Aria eee, Asst. Atty. Gen.
6
State House Station
Augusta, ME 04333-0006
Guardian ad
Litem:
Elizabeth McCullum,
Esq.
PO Box 2188
Augusta, ME 04332
Attorneys for
fathers:
Stephen Bourget,
Esq.
Bourget &
Bourget, P.A.
64 State Street
Augusta, ME 04330
Steven A. Parker,
Esq.
Sproul, Stevens
& Parker, P.A.
21 Western Avenue
Augusta, ME 04330
[1] The new Department of Health and Human Services created by P.L. 2003, ch. 689 (effective July 1, 2004) has replaced the Department of Human Services.
[4] The court entered separate judgments, under separate docket numbers, for the two children. The mother challenges the judgment regarding Tenney only in its determination that an aggravating factor exists. The court also ordered reunification of Jamara with her father. The father has not appealed any aspect of the judgment regarding Jamara.
[5] Although this order was entered outside the 120-day limit, see 22 M.R.S.A. § 4035(4-A) (2004), the court had extended the hearing from February to March because it was waiting for paternity test results and the completion of psychological evaluations.
[6]
The Legislature is empowered to change
the burden of proof if it concludes that sound policy would require
it.
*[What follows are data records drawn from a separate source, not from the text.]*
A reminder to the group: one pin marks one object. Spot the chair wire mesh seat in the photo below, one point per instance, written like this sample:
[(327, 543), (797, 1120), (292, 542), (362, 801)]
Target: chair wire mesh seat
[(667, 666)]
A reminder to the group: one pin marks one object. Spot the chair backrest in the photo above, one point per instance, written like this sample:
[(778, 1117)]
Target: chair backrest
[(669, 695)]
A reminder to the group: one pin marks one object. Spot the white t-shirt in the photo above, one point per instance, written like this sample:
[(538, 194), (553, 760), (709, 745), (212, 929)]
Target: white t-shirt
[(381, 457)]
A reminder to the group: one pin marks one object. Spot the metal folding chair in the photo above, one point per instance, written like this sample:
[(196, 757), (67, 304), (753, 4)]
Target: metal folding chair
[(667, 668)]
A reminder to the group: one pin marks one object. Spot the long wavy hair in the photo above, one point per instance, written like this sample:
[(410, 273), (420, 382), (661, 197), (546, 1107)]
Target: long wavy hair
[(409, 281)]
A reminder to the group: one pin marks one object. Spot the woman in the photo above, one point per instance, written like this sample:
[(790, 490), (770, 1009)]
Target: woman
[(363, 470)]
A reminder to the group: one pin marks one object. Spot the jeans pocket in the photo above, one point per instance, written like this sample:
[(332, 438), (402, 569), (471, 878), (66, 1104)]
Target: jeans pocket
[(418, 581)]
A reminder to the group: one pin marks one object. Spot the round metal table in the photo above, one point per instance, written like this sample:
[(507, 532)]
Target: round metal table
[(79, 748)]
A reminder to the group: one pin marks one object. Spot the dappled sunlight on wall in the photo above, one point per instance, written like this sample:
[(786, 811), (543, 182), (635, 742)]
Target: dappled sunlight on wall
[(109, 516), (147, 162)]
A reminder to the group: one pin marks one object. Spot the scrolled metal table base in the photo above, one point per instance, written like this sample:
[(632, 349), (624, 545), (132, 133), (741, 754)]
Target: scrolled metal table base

It has not done so in the five years since
we decided In re Heather C.,
2000 ME 99, 751 A.2d 448.
[7] See, e.g., 22 M.R.S.A. § 4036-B(3) (2004) (requiring the court to make findings as to whether or not the Department made reasonable efforts to prevent a child's removal within sixty days of removal from the home); 22 M.R.S.A. § 4038(1) (2004) (requiring the court to review cases with findings of jeopardy every six months); 22 M.R.S.A. § 4038(7-A) (requiring the court to conduct a permanency planning hearing within thirty days of a cease reunification order); 42 U.S.C.A. § 671(a)(15)(E)(i) (2003) (requiring states eligible for foster care and adoption assistance payments to hold permanency hearings within thirty days of a determination that reasonable efforts have been made to reunify a family).
[8] Although there are exceptions to this mandate, see 22 M.R.S.A. § 4052(2-A) (2004), the primary timeframe is established as fifteen out of the most recent twenty-two months. Id.
[9] At that point she had not completely severed ties with the convicted child abuser she had previously lived with, and although she thought the relationship was over, she still indicated that she had "gotten to trust him more than anybody else." In addition, during one of the Department-supervised visits she grabbed Jamara by her broken, casted arm and lifted her off the ground in an attempt to spank her.
[10] The passage of time may have altered the family's circumstances. For example, if reunification between Jamara and her biological father has been successful, the Department may be under no statutory obligation to promote reunification between Jamara and her mother. 22 M.R.S.A. § 4041(2)(A-2)(2)(b). Also, the Department was not relieved of its responsibility to reunify the mother with Tenney; if she has made substantial, demonstrable progress, she may request reinstatement of the opportunity to reunite with Jamara, if that remains a practical alternative.